Mission: Impossible – Rogue Nation
photo courtesy of Paramount Pictures
Great balls of fire: Tom Cruise in Mission: Impossible – Rogue Nation
Last year, in an LA Weekly
article entitled “How YouTube and Internet Journalism Destroyed Tom Cruise, Our Last Real Movie Star,”
Amy Nicholson contended that the action roles Cruise has taken in recent years are urgent attempts by an aging actor (he just turned 53) to reclaim his evaporating popularity, much of it built on skillfully chosen dramatic roles.

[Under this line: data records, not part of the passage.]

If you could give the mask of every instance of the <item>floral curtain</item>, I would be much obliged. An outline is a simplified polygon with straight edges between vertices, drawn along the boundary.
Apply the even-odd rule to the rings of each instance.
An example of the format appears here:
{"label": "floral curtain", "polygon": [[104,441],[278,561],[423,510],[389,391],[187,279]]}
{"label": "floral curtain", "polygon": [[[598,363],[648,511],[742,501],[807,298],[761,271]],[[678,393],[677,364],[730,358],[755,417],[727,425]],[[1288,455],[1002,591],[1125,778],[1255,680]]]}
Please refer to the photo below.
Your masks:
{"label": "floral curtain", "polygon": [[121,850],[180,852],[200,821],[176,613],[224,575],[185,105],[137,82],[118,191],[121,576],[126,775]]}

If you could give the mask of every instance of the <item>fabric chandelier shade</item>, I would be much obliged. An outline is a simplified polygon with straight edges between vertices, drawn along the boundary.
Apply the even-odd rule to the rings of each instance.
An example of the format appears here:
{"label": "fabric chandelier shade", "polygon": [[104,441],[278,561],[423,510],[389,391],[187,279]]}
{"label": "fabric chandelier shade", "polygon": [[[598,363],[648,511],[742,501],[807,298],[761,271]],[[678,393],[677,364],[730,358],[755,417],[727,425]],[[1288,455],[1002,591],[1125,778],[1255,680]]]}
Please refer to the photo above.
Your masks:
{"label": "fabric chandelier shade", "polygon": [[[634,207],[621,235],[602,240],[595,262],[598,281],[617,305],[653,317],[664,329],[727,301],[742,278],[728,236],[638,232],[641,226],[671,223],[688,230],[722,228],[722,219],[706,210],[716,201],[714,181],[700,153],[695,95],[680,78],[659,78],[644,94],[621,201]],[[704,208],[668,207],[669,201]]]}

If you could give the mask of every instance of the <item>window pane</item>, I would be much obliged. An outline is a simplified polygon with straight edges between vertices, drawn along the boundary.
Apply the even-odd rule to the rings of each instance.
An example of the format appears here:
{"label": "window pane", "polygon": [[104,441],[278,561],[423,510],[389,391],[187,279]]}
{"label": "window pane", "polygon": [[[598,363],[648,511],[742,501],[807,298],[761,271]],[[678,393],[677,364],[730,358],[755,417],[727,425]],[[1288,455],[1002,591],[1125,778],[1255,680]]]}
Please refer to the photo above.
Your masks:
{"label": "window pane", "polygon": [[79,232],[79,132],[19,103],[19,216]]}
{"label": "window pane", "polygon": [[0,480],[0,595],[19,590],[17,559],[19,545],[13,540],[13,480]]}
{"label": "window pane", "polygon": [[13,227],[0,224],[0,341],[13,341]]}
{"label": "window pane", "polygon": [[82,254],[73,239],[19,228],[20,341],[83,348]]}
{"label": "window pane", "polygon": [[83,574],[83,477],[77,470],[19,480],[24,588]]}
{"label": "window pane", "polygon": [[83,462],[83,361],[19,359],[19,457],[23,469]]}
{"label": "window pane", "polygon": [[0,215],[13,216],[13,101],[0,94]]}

Indeed, Cruise, a three-time Oscar nominee, hasn’t headlined a non-action film since 2008. With the Mission: Impossible
franchise, he has produced a durable action serial in his own image: entertaining, bankable, polished, wacky, a bit generic and more appealing than many would admit in mixed company.
Mission: Impossible – Rogue Nation
is the fifth entry (the first was almost 20 years ago!) and the closest Cruise has come to crafting a full-fledged American James Bond, starting with a pre-title sequence that has Cruise, as IMF agent Ethan Hunt, clinging to the outside of an Airbus A400M during takeoff. Cue Lalo Schifrin’s Pavlovian theme song and we’re on to a disapproving M, a comic Q and the revolving love interest. There’s a shadowy SPECTRE-esque criminal organization led by a Blofeld-ian baddie and his deadly, idiosyncratic henchman.
This time around, Hunt goes rogue to root out the villains and save the world … just like he did in two previous M:I
movies. After CIA chief Alan Hunley (Alec Baldwin) successfully lobbies Congress to defund the Impossible Mission Force, Hunt, tech guru Benji Dunn (Simon Pegg) and porkpie-wearing hacker Luther Stickell (Ving Rhames) hopscotch the globe to battle the Syndicate, the multinational terrorist group led by Solomon Lane (Sean Harris), a cold-blooded ex-British agent.
The plot, a twisty John le Carré knockoff, is strung together with the usual tentpole suspense sequences, starting with a Hitchcockian cat-and-mouse game amid the rafters of the Vienna State Opera during a performance of Puccini’s Turandot
. Another intricate incursion into an impenetrable fortress, for which Cruise reportedly held his breath for six minutes inside an underwater centrifuge, is followed by a hairpin motorcycle chase down the Marrakesh Highway. Director Christopher McQuarrie, who helmed Cruise in Jack Reacher
but still got another chance, keeps the action lively and insistent until the somewhat muted climax.
With poor Jeremy Renner’s William Brandt mainly consigned to the bureaucratic background, Cruise shares the spotlight with Swedish actress Rebecca Ferguson as Ilsa Faust, a sexy, supremely skilled spy who confounds Hunt with conflicting allegiances and her confluence of allure and mistrust. There’s probably an allegory here for Cruise’s ill-fated marriages.
Late in the film, when gun-toting cannon fodder encircle Hunt and Faust at a sidewalk cafe, the music drops as the two gaze at each other, quietly formulating the shootout to come. It’s a moment worthy of Sergio Leone that confirms Faust as Hunt’s equal. While the love interests in this sort of action thriller—whether they’re called Bond Girls or, let’s say, Mission Maidens—are cast aside before the next sequel, Ferguson’s compelling Faust merits a recurring role in the M:I
milieu. But make no mistake: Cruise remains the alpha agent of this group.
makes little sense, but that’s not the point, is it? Instead, it’s industrial, adrenal action with a visual panache that has been missing since Brian DePalma’s first Mission: Impossible
movie. Cruise struck his Faustian bargain, trading thematic depth and the power to control his personal reputation for exhilarating escapism, professional acclaim and, apparently, eternal youth. He’s now a virtual S1mOne
-like algorithm, assimilated into the mechanized moviemaking matrix. Just keep feeding us blue pills and we’ll be happy.